O nome de Lucena surge na ficha cadastral da Tabu na Jucesp em 31 de março de 1998. José Admilson da Silva Santos, outro novo sócio da empresa, não foi encontrado pela reportagem. O CPF que foi registrado como sendo dele na alteração contratual da viação nem sequer existe.

Desabafo
Dos "laranjas", Lucena recebeu o maior número de cobranças. Seu endereço verdadeiro -o informado à Jucesp era falso- foi descoberto em 1999 pela Receita Federal, o que deflagrou a sua procura por uma caravana de oficiais de Justiça. Oliveira nunca foi citado e Simões só recebeu a primeira intimação há quatro meses.

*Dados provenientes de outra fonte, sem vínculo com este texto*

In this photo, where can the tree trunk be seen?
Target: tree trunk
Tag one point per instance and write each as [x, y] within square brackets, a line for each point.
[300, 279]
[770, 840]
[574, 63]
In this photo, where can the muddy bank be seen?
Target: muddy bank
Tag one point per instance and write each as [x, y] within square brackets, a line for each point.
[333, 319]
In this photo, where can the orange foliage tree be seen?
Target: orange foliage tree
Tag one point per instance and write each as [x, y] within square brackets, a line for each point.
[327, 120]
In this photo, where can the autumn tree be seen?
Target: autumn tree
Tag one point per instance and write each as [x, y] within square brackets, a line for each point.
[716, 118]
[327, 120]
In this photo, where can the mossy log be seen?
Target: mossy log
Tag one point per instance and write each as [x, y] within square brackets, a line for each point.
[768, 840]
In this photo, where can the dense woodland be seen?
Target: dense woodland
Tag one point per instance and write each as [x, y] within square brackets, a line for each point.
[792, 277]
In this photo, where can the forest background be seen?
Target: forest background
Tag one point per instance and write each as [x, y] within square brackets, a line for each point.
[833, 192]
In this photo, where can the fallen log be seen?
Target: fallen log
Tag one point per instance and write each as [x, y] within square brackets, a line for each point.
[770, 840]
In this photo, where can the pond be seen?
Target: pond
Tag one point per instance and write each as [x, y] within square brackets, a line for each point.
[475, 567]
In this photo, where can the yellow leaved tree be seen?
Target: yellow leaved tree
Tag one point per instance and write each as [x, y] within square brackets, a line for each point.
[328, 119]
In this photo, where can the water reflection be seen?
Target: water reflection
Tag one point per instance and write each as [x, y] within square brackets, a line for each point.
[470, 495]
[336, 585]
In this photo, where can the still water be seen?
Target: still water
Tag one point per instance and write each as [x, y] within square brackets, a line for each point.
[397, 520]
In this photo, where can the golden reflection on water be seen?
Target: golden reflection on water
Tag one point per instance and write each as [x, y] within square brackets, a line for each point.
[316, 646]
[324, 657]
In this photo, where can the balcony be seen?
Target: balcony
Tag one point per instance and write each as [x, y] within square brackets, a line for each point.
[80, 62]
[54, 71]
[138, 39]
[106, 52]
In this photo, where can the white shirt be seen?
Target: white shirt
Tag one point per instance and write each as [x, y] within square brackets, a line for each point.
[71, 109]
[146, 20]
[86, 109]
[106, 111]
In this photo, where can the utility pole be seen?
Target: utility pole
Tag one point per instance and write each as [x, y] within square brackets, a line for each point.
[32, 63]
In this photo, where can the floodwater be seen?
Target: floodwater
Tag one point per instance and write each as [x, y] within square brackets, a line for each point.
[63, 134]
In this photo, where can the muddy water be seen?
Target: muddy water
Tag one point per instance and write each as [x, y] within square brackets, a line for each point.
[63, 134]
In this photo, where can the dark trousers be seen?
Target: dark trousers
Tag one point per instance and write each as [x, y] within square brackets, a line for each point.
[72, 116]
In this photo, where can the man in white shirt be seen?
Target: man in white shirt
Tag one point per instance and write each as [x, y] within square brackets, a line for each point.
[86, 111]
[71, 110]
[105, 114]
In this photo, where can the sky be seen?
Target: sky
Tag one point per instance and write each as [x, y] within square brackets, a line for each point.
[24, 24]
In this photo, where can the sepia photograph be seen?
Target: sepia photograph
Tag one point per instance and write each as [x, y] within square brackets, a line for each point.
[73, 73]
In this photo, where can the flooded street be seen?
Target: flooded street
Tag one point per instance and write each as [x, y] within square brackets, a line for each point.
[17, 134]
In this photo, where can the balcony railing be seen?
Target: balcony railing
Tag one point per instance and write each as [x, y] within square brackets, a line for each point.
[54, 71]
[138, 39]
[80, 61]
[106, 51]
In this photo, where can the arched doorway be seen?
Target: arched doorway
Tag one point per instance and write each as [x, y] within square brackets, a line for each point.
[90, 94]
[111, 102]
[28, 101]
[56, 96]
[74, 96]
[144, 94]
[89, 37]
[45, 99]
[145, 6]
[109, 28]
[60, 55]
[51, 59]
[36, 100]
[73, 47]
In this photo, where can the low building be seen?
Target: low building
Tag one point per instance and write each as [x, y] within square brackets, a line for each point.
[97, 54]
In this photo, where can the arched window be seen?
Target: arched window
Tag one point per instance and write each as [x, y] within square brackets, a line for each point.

Segundo Lucena, as citações somam R$ 600 mil. São dívidas fiscais, trabalhistas, por acidentes de trânsito, multas por dano ao meio ambiente provocado pela fumaça dos ônibus e até pela derrubada de postes de luz por veículos de sua suposta empresa.
Para mudanças contratuais, são necessárias cópias da identidade e do CPF. Não é exigido o reconhecimento de firma das assinaturas. Lucena não perdeu seus documentos. Entre 1985 e 1987, dez anos antes de ser incluído na Tabu, trabalhou como cobrador na Auto Ônibus Penha São Miguel Ltda., empresa da qual José Ruas Vaz era sócio até janeiro de 2003 -e que foi transferida para uma off-shore (empresa cujo dono não pode ser identificado publicamente) de Montevidéu, no Uruguai, conhecido paraíso fiscal.
"Você vê as portas se fecharem e seu nome usado por aí. Se você não tem uma estrutura psicológica boa, enlouquece e acaba fazendo besteira", afirma Lucena, que não consegue emprego fixo desde que teve seu CPF cancelado e seu nome incluído no SPC e na Serasa por causa das dívidas da Tabu.